(ThyBlackMan.com) Every March, Women’s History Month brings a familiar rhythm of celebration—panels, proclamations, and tributes to pioneers who shattered glass ceilings. Those stories matter. But if we are honest, the story of women in America cannot be told without confronting another truth: this nation has been built, quite literally, on the backs of Black women.

From the earliest days of the republic, Black women’s labor has been both indispensable and invisible. Enslaved women worked fields, cooked meals, nursed children, and produced wealth they would never see. Their bodies were exploited for labor and reproduction alike. Even after emancipation, many were pushed into the lowest-paid work—domestic labor, laundry, caregiving—while their own families struggled to survive.
Economists often talk about productivity and growth as if they emerge from neutral markets. But the American economy was built on coerced labor and unequal pay structures whose echoes remain today. Black women remain among the most reliable workers in the labor force—and among the most underpaid.
Black women working full time are typically paid about 64 cents for every dollar paid to white, non-Hispanic men. Over the course of a career, that gap can cost the average Black woman a million dollars or more in lost earnings and wealth. Because Social Security benefits are calculated from lifetime earnings, lower wages also translate into smaller retirement benefits, compounding inequality long after women leave the workforce.

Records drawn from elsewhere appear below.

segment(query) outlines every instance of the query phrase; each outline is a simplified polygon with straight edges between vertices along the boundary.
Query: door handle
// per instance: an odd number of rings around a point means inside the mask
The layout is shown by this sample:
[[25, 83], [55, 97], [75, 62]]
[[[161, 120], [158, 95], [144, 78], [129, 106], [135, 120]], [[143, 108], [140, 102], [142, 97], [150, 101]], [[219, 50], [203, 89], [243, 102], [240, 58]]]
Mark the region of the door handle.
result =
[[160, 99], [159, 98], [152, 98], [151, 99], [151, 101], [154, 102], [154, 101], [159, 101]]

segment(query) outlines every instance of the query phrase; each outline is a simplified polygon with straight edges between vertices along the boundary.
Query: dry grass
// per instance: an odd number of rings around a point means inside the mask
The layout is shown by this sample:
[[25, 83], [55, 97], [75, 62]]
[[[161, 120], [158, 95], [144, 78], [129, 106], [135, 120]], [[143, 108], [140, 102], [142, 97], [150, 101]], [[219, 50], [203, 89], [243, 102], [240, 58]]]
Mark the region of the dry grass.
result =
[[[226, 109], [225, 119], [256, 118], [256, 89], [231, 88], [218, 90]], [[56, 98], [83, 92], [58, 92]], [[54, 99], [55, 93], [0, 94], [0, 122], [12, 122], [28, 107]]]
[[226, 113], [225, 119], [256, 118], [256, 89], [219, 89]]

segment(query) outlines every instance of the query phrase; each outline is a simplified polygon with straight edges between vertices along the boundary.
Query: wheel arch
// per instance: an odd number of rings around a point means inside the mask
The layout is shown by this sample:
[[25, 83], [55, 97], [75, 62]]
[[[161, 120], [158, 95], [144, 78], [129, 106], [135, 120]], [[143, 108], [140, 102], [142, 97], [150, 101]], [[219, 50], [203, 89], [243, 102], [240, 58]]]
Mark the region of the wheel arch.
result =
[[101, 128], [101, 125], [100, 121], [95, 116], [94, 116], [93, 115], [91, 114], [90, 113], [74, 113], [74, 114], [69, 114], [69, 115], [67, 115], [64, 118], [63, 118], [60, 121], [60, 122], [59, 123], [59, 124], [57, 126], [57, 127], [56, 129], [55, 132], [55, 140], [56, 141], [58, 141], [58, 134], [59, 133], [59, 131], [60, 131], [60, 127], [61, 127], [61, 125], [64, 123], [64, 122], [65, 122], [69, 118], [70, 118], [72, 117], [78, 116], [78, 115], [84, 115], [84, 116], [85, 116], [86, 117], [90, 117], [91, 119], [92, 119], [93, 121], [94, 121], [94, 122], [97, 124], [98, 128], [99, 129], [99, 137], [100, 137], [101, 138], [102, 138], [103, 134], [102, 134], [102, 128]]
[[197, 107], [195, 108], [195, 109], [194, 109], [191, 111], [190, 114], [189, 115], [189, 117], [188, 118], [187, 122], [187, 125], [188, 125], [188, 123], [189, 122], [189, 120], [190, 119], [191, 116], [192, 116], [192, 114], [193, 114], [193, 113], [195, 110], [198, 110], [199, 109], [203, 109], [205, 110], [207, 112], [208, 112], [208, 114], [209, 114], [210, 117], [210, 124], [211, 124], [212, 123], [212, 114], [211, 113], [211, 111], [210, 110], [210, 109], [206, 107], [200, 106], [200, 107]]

The devaluation of Black women does not stop at wages. When a society treats a group’s labor as expendable, it often treats their lives the same way. The same systems that underpay Black women also too often criminalize and punish them.

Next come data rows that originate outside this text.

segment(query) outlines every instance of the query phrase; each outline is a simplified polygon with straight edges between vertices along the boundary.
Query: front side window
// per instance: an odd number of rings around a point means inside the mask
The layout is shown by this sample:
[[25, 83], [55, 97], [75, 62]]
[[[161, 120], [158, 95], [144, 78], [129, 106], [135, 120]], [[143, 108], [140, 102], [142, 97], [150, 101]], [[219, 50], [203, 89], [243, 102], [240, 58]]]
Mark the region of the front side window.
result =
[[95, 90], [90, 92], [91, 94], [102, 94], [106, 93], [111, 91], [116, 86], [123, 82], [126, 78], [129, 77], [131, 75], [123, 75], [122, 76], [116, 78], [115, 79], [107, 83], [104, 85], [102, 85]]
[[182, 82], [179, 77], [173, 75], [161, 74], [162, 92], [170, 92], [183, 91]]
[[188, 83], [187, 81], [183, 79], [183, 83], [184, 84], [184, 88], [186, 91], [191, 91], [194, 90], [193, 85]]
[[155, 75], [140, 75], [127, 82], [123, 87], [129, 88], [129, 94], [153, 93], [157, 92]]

Consider the case of Kemba Smith.
As a Hampton University student, Smith received a 24-year federal sentence because her abusive boyfriend was involved in drug trafficking. She had no prior record and was not accused of violence. Yet the system treated her as fully responsible for the actions of a man. After serving six years, she received clemency from Bill Clinton. Her case helped expose the cruelty of mandatory minimum sentencing and the ways Black women are often punished for proximity to men’s crimes.
Smith’s story is not an anomaly. Across American history, Black women have borne the consequences of policies and practices designed without them in mind.

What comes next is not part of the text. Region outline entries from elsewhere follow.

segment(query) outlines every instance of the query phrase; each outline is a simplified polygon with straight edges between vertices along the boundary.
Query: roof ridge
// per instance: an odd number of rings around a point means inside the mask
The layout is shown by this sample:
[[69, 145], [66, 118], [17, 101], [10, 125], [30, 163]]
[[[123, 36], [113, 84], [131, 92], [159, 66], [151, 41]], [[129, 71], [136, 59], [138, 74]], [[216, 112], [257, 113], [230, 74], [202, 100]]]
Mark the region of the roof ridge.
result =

More than a century ago, educator and activist Nannie Helen Burroughs warned that when society devalues Black women, the entire nation suffers. She understood that the progress of women could not be measured only by the advancement of the privileged. It had to be measured by the condition of those at the bottom.
That lesson remains painfully relevant.
Black women are still paid less than white men and white women. They carry disproportionate student debt. They are more likely to be primary breadwinners while also providing unpaid care to children, elders, and communities. In politics, they remain among the most loyal defenders of democratic participation, organizing, voting, and mobilizing communities even when the policies that follow rarely center their needs. In recent elections, Black women voters have been among the most decisive forces protecting democratic participation itself.
Yet Black women continue to organize, lead, and save this country from its worst instincts.
They did it in the civil rights movement. They did it in the labor movement. They did it in the fight for voting rights. And they continue to do it today.
Women’s History Month should celebrate achievement. But celebration alone is not enough.
If we are serious about equality, we must confront a reality that is both historical and contemporary: America’s wealth, its democracy, and much of its moral progress have been carried forward on the labor, loyalty, and sacrifice of Black women.
For centuries this nation has relied on their work, their votes, their organizing, and their resilience—while paying them less, protecting them less, and too often ignoring them altogether.
So this Women’s History Month, let’s move beyond the flowers, the panels, and the polite applause. Don’t just celebrate women. Pay them.